3. Archie Adaza (Lakas), son of former Representative Artemio Adaza
4. Elly Pamatong (independent), legal counsel of MNLF chairman Nur Misuari

==Result==

Carreon won via landslide, earning 64,000 votes. She served until the end of her brother's unfinished term in 2004. She was sworn in by President Gloria Macapagal Arroyo on August 29 at Sergio Osmeña, Zamboanga del Norte.

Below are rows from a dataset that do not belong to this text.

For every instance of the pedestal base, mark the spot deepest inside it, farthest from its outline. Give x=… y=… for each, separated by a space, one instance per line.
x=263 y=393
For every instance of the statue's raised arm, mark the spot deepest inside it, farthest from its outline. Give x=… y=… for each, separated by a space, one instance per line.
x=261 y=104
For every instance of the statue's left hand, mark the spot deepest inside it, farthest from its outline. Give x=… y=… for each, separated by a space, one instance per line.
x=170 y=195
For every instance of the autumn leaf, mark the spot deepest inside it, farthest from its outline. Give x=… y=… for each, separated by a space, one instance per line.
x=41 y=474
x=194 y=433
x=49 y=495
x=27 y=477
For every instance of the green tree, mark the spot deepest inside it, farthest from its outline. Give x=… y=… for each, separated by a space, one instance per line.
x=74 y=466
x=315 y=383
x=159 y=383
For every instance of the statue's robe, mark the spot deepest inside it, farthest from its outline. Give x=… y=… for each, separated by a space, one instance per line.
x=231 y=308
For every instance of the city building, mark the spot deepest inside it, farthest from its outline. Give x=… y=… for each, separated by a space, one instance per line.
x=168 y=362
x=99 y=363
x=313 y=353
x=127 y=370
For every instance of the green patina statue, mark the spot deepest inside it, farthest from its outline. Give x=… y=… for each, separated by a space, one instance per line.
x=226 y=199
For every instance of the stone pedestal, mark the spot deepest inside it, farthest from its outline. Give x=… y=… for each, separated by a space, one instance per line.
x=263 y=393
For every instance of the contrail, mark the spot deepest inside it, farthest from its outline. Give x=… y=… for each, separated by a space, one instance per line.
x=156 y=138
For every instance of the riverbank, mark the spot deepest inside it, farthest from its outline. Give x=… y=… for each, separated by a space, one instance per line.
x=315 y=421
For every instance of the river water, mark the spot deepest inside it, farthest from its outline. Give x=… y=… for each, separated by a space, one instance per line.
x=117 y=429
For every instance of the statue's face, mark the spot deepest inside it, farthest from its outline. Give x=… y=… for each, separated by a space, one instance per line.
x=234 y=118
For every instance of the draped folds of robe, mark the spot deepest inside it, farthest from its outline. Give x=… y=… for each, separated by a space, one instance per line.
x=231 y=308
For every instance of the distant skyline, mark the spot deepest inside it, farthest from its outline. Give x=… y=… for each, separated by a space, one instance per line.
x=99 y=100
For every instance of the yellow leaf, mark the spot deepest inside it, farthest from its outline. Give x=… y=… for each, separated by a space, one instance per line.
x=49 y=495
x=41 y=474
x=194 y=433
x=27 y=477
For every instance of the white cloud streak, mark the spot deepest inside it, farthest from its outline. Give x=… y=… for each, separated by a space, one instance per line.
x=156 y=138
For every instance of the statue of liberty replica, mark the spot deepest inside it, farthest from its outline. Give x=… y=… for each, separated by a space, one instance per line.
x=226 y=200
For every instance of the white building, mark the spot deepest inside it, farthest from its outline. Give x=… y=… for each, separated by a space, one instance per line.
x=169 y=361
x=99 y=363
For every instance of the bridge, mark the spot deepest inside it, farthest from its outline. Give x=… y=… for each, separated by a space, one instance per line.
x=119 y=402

2002 Zamboanga del Norte's 1st congressional district special election
| Candidate |  | Party | Votes | % |
|---|---|---|---|---|
|  | Cecilia Jalosjos-Carreon | Partido para sa Demokratikong Reporma | 64,000 | 80.45 |
|  | Artemio Adaza Jr. | Lakas–NUCD–UMDP | 8,404 | 10.56 |
|  | Orlando Salatandre | Independent | 6,232 | 7.83 |
|  | Elly Pamatong | Independent | 918 | 1.15 |
| Total |  |  | 79,554 | 100.00 |
| Majority |  |  | 55,596 | 69.88 |
|  | Partido para sa Demokratikong Reporma gain from Partido Demokratiko Sosyalista ng Pilipinas |  |  |  |

== Aftermath ==
The seat became a stronghold of the Jalosjos family. Carreon won in the 2004 and 2007 general election. Romeo's son Bullet won in 2010, and defended the seat two more times until he was term-limited in 2019. Romeo's son and Bullet's brother, Romeo Jr., won in 2019. Romeo Jr. was proclaimed winner in 2022, but vacated the seat later on due to pending disqualification cases against his opponents.

Carreon served as mayor of Piñan, Zamboanga del Norte from 2022 to 2025.